JointAutoregressiveHierarchicalPriors#

class compressai.models.JointAutoregressiveHierarchicalPriors(N=192, M=192, **kwargs)[source]#

Joint Autoregressive Hierarchical Priors model from D. Minnen, J. Balle, G.D. Toderici: “Joint Autoregressive and Hierarchical Priors for Learned Image Compression”, Adv. in Neural Information Processing Systems 31 (NeurIPS 2018).

          ┌───┐    y     ┌───┐  z  ┌───┐ z_hat      z_hat ┌───┐
    x ──►─┤g_a├──►─┬──►──┤h_a├──►──┤ Q ├───►───·⋯⋯·───►───┤h_s├─┐
          └───┘    │     └───┘     └───┘        EB        └───┘ │
                   ▼                                            │
                 ┌─┴─┐                                          │
                 │ Q │                                   params ▼
                 └─┬─┘                                          │
             y_hat ▼                  ┌─────┐                   │
                   ├──────────►───────┤  CP ├────────►──────────┤
                   │                  └─────┘                   │
                   ▼                                            ▼
                   │                                            │
                   ·                  ┌─────┐                   │
                GC : ◄────────◄───────┤  EP ├────────◄──────────┘
                   ·     scales_hat   └─────┘
                   │      means_hat
             y_hat ▼
                   │
          ┌───┐    │
x_hat ──◄─┤g_s├────┘
          └───┘

EB = Entropy bottleneck
GC = Gaussian conditional
EP = Entropy parameters network
CP = Context prediction (masked convolution)

Parameters

N (int) – Number of channels
M (int) – Number of channels in the expansion layers (last layer of the encoder and last layer of the hyperprior decoder)

Cheng2020Anchor#

class compressai.models.Cheng2020Anchor(N=192, **kwargs)[source]#

Anchor model variant from “Learned Image Compression with Discretized Gaussian Mixture Likelihoods and Attention Modules”, by Zhengxue Cheng, Heming Sun, Masaru Takeuchi, Jiro Katto.

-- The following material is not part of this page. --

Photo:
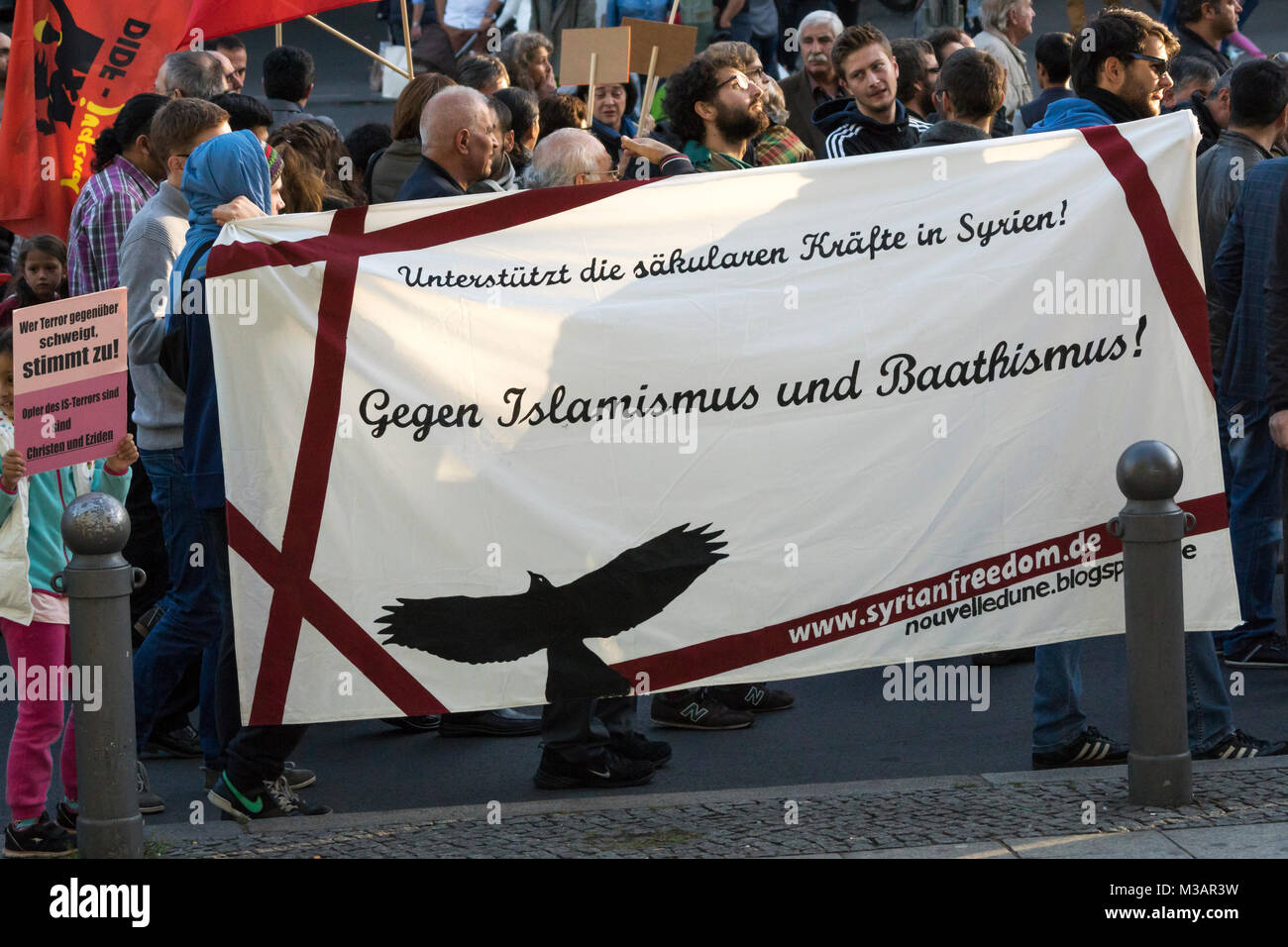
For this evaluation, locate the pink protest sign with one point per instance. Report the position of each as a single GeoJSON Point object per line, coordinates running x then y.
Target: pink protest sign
{"type": "Point", "coordinates": [69, 379]}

Uses residual blocks with small convolutions (3x3 and 1x1), and sub-pixel convolutions for up-sampling.

Parameters: N (int) – Number of channels

Cheng2020Attention#

class compressai.models.Cheng2020Attention(N=192, **kwargs)[source]#

Self-attention model variant from “Learned Image Compression with Discretized Gaussian Mixture Likelihoods and Attention Modules”, by Zhengxue Cheng, Heming Sun, Masaru Takeuchi, Jiro Katto.

Uses self-attention, residual blocks with small convolutions (3x3 and 1x1), and sub-pixel convolutions for up-sampling.

Parameters: N (int) – Number of channels

Cheng2020AnchorCheckerboard#

class compressai.models.Cheng2020AnchorCheckerboard(N=192, **kwargs)[source]#

Cheng2020 anchor model with checkerboard context model.

Base transform model from [Cheng2020]. Context model from [He2021].

[Cheng2020]: “Learned Image Compression with Discretized Gaussian Mixture Likelihoods and Attention Modules”, by Zhengxue Cheng, Heming Sun, Masaru Takeuchi, and Jiro Katto, CVPR 2020.

[He2021]: “Checkerboard Context Model for Efficient Learned Image Compression”, by Dailan He, Yaoyan Zheng, Baocheng Sun, Yan Wang, and Hongwei Qin, CVPR 2021.

Uses residual blocks with small convolutions (3x3 and 1x1), and sub-pixel convolutions for up-sampling.

Parameters: N (int) – Number of channels

Elic2022Official#

class compressai.models.Elic2022Official(N=192, M=320, groups=None, **kwargs)[source]#

ELIC 2022; uneven channel groups with checkerboard spatial context.

Context model from [He2022]. Based on modified attention model architecture from [Cheng2020].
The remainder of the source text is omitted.